Photo Feature: Moments overlooked. Fleeting. The dignity, beauty and melancholy of ordinary folks.
Photos and Text by Avinash Kumar
I am a historian, writer, and civil society actor whose camera becomes a quiet companion to his work and travels across India. Trained in modern Indian history at Jawaharlal Nehru University and a Charles Wallace Fellow at SOAS, London, I have spent over two decades working at the intersection of social movements, human rights and public policy—as a teacher, researcher, campaigner, and organisational head with Amnesty International India, WaterAid, and Oxfam.

Alongside my work, I have been capturing the intimate, fleeting, and often overlooked moments of everyday life—children at play, solitary workers, toiling women, desolate urban corners, quiet street gatherings, rural scenes. My photographs—both black and white and colour—seek to hold onto that passing world, creating small windows into the dignity, beauty, and melancholy of people and places in transition.

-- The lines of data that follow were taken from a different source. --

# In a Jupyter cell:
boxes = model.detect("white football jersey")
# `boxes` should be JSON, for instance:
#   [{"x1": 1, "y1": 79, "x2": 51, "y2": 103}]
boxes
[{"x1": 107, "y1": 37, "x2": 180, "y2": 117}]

What informs my images is an ethical gaze and an instinct for stillness amid motion. Whether taken during a public hearing with migrant workers, or while walking through an alley in Ambikapur, each frame is a meditation on memory, time, and presence.

This offbeat media platform marks the first public sharing of a visual archive that has grown slowly, quietly, over years of witnessing.